Barclays is working on a bonus template

British-based Barclays Capital may be a bellwether for Wall Street’s bonus season.

The bank is ratcheting up stock payments to its execs and axing the amount of cash it pays out in bonuses this year — a move that may influence US-based firms.

Barclays’ employees, which number roughly 9,000 here in the city, are said to be unhappy about the plan, which could leave some seeing just a tenth of their expected bonuses land in their bank accounts next January, after taxes are taken out.

Although decisions have yet to be finalized, sources say that the bank, which bought Lehman Brothers out of bankruptcy, could pay 75 or 80 percent of its compensation in stock and options that vest over periods of as long as five years.

The portions of the bonuses paid in cash can also be clawed back, sources said.

Regulation of bank pay in the US and globally has become a hot issue as governments look to dampen big payouts at banks that had been teetering on the edge of collapse last year and accepted taxpayer-assisted rescues.

Many financial firms are now on pace to pay out even fatter bonuses to its bankers and traders.

New York-based Goldman Sachs is expected to pay employees more than $21 billion in bonuses for this year after accepting $10 billion in money from the government’s Troubled Asset Relief Program.

Like Barclay’s, Goldman will likely offer more compensation in stock this year, with its top earners getting paid almost entirely in stock that will take years to vest.

Barclays tighter bonuses come as some of the biggest British banks agreed to curb bonus payments at a meeting last month among the 20 largest industrialized countries.

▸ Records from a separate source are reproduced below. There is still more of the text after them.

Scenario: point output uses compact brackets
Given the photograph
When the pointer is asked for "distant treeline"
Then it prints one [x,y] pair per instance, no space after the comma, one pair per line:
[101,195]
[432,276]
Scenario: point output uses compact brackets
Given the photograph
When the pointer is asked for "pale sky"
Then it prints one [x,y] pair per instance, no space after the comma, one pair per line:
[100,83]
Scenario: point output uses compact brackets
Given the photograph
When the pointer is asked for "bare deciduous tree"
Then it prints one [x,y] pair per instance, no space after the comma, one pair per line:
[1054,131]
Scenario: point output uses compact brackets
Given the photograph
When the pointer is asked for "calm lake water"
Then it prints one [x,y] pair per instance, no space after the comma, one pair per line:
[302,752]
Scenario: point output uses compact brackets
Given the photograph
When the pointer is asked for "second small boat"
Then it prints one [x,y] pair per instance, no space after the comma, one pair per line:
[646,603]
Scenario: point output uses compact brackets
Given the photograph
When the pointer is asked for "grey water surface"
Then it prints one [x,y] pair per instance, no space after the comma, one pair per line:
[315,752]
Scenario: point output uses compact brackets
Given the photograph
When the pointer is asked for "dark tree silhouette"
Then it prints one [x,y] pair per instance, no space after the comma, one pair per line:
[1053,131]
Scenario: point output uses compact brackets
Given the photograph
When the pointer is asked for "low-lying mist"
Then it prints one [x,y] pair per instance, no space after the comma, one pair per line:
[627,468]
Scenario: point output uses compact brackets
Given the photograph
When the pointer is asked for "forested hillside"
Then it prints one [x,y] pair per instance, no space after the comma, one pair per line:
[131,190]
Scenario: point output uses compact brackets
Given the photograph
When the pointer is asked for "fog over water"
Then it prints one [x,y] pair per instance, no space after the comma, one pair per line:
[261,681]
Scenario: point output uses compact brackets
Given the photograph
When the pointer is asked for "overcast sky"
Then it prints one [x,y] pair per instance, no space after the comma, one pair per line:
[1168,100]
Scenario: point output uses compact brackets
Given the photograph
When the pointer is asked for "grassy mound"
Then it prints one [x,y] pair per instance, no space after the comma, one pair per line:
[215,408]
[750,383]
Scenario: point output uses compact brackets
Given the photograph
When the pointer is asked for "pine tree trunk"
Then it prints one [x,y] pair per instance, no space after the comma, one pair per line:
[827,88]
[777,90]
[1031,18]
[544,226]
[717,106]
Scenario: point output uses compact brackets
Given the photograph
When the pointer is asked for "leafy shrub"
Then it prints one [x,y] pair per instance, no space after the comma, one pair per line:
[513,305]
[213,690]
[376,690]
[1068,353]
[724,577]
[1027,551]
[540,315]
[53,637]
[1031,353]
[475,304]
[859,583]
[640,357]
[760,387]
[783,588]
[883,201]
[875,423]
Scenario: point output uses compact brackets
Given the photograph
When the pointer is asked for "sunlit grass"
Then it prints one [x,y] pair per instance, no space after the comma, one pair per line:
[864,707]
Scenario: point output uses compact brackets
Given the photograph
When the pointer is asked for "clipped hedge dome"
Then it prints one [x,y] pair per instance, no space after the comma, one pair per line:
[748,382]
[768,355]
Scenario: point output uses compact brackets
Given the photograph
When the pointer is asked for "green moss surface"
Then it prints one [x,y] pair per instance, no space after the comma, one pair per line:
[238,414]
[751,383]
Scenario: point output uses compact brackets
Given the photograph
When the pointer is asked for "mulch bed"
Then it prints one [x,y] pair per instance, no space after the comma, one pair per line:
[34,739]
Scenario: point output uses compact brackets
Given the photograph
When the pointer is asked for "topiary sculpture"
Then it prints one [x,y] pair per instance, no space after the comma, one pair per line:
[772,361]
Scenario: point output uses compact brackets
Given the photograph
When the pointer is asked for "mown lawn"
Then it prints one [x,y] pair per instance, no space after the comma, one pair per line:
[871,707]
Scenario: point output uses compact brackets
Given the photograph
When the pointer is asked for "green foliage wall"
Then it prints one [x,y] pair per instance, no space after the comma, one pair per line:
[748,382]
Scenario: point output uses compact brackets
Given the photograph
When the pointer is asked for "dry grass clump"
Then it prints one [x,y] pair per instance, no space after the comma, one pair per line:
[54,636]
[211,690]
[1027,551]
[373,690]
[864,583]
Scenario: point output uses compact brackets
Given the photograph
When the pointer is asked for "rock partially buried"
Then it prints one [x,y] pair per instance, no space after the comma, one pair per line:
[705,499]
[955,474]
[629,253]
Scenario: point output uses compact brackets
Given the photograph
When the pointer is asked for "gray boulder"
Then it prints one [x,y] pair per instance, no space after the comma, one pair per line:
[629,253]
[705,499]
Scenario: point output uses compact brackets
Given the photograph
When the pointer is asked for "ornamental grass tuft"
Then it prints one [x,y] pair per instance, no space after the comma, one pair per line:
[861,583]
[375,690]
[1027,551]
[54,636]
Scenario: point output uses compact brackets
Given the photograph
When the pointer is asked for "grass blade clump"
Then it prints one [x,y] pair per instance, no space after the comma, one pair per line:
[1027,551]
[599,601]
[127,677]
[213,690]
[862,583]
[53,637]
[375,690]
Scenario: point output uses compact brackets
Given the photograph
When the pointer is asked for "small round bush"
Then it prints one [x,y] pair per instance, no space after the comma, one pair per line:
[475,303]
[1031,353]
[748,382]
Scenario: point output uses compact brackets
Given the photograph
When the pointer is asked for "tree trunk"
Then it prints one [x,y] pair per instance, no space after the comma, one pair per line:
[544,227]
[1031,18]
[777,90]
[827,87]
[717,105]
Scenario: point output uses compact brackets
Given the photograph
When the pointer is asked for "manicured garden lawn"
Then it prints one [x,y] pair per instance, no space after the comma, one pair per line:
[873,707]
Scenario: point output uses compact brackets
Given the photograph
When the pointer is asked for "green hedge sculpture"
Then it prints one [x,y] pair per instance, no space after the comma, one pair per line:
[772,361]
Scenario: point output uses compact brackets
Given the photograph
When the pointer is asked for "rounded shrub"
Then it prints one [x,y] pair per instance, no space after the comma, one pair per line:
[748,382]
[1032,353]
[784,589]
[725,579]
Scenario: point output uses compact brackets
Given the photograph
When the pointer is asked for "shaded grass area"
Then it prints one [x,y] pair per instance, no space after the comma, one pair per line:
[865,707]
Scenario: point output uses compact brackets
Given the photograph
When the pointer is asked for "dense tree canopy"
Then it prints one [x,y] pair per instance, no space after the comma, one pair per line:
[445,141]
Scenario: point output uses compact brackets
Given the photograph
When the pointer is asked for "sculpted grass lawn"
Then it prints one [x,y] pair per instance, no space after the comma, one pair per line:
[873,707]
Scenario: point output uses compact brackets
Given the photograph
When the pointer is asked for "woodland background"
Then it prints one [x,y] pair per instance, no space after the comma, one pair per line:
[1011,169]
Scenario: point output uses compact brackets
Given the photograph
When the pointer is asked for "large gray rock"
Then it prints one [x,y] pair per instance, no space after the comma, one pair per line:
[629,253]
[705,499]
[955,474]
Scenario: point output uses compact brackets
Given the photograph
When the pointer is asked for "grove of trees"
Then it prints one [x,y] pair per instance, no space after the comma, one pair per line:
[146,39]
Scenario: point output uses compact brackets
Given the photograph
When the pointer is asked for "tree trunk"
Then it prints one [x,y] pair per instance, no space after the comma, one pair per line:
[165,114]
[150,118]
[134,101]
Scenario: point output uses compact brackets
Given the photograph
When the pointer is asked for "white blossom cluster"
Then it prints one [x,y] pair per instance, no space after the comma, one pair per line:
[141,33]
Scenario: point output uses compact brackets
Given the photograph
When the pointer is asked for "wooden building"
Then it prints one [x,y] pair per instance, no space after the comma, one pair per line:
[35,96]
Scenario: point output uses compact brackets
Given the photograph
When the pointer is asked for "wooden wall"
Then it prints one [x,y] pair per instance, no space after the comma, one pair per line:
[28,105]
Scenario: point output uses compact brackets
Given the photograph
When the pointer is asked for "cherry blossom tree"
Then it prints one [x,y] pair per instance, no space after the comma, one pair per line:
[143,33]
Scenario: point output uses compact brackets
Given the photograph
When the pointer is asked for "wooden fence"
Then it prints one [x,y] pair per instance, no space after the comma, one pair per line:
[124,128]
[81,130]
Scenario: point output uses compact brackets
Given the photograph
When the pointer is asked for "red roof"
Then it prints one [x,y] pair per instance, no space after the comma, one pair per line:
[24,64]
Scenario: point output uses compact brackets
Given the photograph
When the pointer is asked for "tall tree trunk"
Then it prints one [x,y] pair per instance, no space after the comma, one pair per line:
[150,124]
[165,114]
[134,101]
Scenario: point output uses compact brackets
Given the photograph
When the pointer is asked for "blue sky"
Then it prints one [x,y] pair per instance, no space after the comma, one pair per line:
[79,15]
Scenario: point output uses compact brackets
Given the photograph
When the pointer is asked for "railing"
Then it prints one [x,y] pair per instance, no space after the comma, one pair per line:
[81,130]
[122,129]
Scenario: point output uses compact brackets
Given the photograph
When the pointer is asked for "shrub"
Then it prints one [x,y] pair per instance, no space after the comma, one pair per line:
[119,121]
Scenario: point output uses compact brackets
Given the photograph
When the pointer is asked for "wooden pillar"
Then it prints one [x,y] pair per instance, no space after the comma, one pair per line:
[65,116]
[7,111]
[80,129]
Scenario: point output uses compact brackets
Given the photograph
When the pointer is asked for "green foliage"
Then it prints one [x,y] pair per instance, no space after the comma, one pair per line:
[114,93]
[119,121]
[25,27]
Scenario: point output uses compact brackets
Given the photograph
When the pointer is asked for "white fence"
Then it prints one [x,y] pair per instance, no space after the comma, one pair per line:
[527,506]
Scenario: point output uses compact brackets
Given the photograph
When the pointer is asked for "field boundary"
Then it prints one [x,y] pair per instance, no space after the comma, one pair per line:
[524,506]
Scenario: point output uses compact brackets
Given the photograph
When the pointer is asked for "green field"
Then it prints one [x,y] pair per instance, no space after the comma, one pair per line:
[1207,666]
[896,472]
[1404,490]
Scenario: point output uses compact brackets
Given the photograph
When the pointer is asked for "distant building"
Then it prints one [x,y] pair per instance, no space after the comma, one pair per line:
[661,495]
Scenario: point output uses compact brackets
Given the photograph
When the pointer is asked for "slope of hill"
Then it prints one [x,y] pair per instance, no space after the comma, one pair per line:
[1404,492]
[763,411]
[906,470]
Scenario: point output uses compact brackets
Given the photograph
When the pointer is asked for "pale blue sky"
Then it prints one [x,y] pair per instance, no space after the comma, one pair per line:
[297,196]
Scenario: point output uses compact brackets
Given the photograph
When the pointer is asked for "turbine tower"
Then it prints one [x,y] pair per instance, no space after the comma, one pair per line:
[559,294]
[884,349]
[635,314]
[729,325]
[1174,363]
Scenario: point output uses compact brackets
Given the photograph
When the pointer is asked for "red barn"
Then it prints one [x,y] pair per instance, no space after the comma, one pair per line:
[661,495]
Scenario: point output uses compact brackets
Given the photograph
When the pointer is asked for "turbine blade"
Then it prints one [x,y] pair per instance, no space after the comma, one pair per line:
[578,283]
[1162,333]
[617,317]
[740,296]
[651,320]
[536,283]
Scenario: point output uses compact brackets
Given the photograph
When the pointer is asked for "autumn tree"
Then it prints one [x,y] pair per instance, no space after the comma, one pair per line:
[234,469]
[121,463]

“The UK’s top five banks have committed to leading the way in implementing reforms to bank remuneration agreed by the G20,” British Finance Minister Alistair Darling said in a joint statement with the banks.

Some banks talked about handing out compensation of 40 to 60 percent in stock and offering no multi-year guarantees.

A Barclays spokesman said no final decisions had been made on bonuses.

“We have stated that we will comply with the G20 guidelines and we will be competitive on compensation,” he said.

Barclays did not accept assistance from the British government.